Here are five takeaways from the loss to the Terrapins:
· Hoosiers not competitive for second straight road game: Indiana wasn’t the favorite to win Saturday’s game in College Park, but it was expected to improve upon its performance from early December in Madison.
But Saturday’s performance wasn’t much different than the blowout loss to the Badgers at the Kohl Center. For the second straight Big Ten road game, Indiana trailed by 30 points and wasn’t even in the game when it mattered most.
Archie Miller still sounded optimistic in the aftermath of the loss, but it’s certainly fair to wonder if Indiana is headed for a third straight season of .500 or worse in league play.
“In this league, you’re in a deep ocean,” Miller said. “There’s a lot of waves and you have to ride them out and figure out how you group can survive it and keep moving forward. For us, that’s the way it is. I can’t complain about our guys in their approach and what we’re doing.”
· Indiana’s perimeter shooting is a major problem for a third straight season: Year three of Miller’s tenure in Bloomington is following a similar path to the first two seasons: The Hoosiers can’t shoot.
Whether from a lack of player development or recruiting misses or a combination of both, Indiana is a poor perimeter shooting team for a third straight season.
After finishing Miller’s season 307th nationally in 3-point shooting percentage and finishing 311th last season, Indiana is falling down the national rankings quickly this season. Saturday’s 4-for-18 performance was the fifth straight game the Hoosiers shot worse than 30 percent on 3s.
Over its last five games, Indiana is 21-for-94 on 3s (22.3 percent).
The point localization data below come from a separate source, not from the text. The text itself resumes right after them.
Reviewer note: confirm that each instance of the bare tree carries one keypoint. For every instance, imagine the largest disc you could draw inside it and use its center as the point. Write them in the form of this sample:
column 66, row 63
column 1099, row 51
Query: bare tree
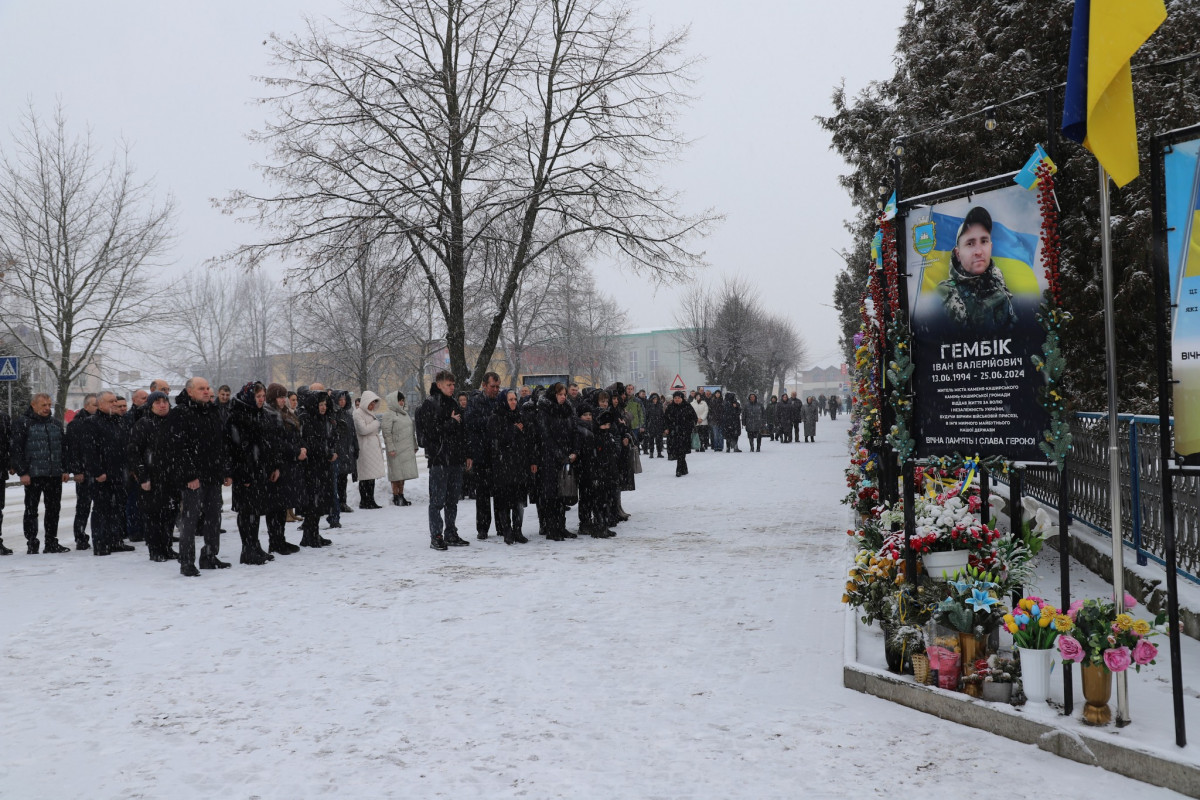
column 781, row 349
column 351, row 320
column 735, row 341
column 444, row 116
column 78, row 234
column 588, row 324
column 205, row 334
column 261, row 320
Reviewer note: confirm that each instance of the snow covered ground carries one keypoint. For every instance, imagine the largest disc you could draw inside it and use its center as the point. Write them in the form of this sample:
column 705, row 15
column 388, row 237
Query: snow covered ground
column 696, row 655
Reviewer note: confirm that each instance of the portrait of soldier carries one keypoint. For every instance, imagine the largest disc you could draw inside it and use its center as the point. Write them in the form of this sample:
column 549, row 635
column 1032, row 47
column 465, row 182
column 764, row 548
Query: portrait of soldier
column 975, row 295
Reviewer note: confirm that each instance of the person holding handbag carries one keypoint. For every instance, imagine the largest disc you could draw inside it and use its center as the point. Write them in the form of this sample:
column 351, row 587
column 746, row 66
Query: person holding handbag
column 679, row 420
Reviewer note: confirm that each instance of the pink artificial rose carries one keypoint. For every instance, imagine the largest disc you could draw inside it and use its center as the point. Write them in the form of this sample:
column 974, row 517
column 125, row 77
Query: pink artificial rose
column 1071, row 649
column 1144, row 653
column 1116, row 659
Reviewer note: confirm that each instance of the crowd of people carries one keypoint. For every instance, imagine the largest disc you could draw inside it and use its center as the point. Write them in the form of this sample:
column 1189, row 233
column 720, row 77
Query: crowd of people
column 154, row 471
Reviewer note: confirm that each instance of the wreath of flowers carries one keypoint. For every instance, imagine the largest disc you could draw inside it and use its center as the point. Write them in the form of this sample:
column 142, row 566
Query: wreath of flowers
column 899, row 370
column 1056, row 439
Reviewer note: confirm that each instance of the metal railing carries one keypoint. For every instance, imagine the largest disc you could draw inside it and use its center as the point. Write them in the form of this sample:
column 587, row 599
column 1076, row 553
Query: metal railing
column 1141, row 488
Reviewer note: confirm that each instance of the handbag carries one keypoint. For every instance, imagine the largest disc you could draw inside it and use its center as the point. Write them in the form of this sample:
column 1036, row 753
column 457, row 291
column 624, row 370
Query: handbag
column 568, row 486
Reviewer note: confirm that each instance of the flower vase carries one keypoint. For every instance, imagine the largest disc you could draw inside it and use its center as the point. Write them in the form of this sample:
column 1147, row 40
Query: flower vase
column 972, row 648
column 1036, row 666
column 946, row 662
column 995, row 692
column 1097, row 691
column 941, row 566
In Big Ten play, Indiana is shooting 24.6 percent on 3s and the Hoosiers are shooting 30.7 percent from distance through 14 games, which ranks 269th nationally.
· Free throw shooting remains poor, too: One of the strengths of this Indiana team is getting to the foul line, but the Hoosiers are also struggling to convert from the line for a third straight season.
Indiana’s 11-for-18 performance on Saturday in Maryland wasn’t the deciding factor in the game, but like its perimeter shooting, Indiana’s free throw shooting percentage is moving in the wrong direction.
The Hoosiers are shooting just 68.7 percent from the line through 14 games after shooting just 65.5 percent last season and 65.7 percent in Miller’s first season.
For an offense with a heavy emphasis on drawing fouls, the strength will ultimately be negated if the Hoosiers are unable to convert reliably from the line.
· Phinisee’s impact continues to be minimal: Sophomore point guard Rob Phinisee is one of Indiana’s most important players, but has yet to make a significant impact this season.
Phinisee was injured early in the season and has missed five of the team’s 14 games, but his last three games have yielded little to no production.
The McCutcheon product scored just two points in 22 minutes in Saturday’s loss at Maryland and over his last three games, he’s averaging just 2.3 points, 2.3 rebounds, 1.3 assists and 1.6 turnovers in 20 minutes per game.
Without Phinisee functioning at 100 percent, Indiana has been forced to play Al Durham Jr. major minutes at the point, which isn’t his best position.
· IU’s turnovers fuel Maryland’s offense: Maryland didn’t shoot the ball particularly well on Saturday afternoon, but the Terps feasted off of Indiana’s turnovers.
The Hoosiers turned it over 14 times in the loss for a turnover percentage of 20.2. Those 14 turnovers turned into 25 points for Maryland. Indiana scored just nine points off of Maryland’s seven turnovers.
“Our defense didn’t create any easy ones,” Miller said. “If you look at them, I think seven turnovers. The points off turnovers were 25 to 9. So, on the road you have to find a way to get some easy ones. Our defense didn’t create any easy ones as well.”